Ricardo Bartolome created KAFKA-6762:
Summary: log-cleaner thread terminates due to
java.lang.IllegalStateException
Key: KAFKA-6762
URL: https://issues.apache.org/jira/browse/KAFKA-6762
Project: Kafka
Issue Type: Bug
Components: core
Affects Versions: 1.0.0
Environment: os: GNU/Linux
arch: x86_64
Kernel: 4.9.77
jvm: OpenJDK 1.8.0
Reporter: Ricardo Bartolome
We are experiencing some problems with kafka log-cleaner thread on Kafka 1.0.0.
We have planned to update this cluster to 1.1.0 by next week in order to fix
KAFKA-6683, but until then we can only confirm that it happens in 1.0.0.
log-cleaner thread crashes after a while with the following error:
{code:java}
[2018-03-28 11:14:40,199] INFO Cleaner 0: Beginning cleaning of log
__consumer_offsets-31. (kafka.log.LogCleaner)
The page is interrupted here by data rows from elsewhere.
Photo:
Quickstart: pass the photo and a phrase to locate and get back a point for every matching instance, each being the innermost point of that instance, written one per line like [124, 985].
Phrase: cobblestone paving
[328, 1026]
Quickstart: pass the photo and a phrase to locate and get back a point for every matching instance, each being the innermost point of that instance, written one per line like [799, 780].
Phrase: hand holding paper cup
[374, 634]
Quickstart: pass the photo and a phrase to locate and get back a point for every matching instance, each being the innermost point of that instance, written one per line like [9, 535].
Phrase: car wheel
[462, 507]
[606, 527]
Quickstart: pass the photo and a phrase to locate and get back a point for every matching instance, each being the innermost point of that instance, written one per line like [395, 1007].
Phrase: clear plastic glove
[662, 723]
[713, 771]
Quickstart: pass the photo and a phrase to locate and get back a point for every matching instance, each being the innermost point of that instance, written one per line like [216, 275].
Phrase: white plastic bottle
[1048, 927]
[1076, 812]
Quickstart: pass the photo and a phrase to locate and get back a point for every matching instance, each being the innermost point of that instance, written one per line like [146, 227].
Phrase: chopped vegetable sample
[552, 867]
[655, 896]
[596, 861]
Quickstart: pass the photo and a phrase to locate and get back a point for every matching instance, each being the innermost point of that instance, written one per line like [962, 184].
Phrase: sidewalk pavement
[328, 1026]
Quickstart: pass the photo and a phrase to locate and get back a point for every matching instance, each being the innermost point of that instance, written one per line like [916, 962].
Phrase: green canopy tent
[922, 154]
[2018-03-28 11:14:40,199] INFO Cleaner 0: Building offset map for
__consumer_offsets-31... (kafka.log.LogCleaner)
[2018-03-28 11:14:40,218] INFO Cleaner 0: Building offset map for log
__consumer_offsets-31 for 16 segments in offset range [1612869, 14282934).
(kafka.log.LogCleaner)
[2018-03-28 11:14:58,566] INFO Cleaner 0: Offset map for log
__consumer_offsets-31 complete. (kafka.log.LogCleaner)
[2018-03-28 11:14:58,566] INFO Cleaner 0: Cleaning log __consumer_offsets-31
(cleaning prior to Tue Mar 27 09:25:09 GMT 2018, discarding tombstones prior to
Sat Feb 24 11:04:21 GMT 2018
)... (kafka.log.LogCleaner)
[2018-03-28 11:14:58,567] INFO Cleaner 0: Cleaning segment 0 in log
__consumer_offsets-31 (largest timestamp Fri Feb 23 11:40:54 GMT 2018) into 0,
discarding deletes. (kafka.log.LogClea
ner)
[2018-03-28 11:14:58,570] INFO Cleaner 0: Growing cleaner I/O buffers from
262144bytes to 524288 bytes. (kafka.log.LogCleaner)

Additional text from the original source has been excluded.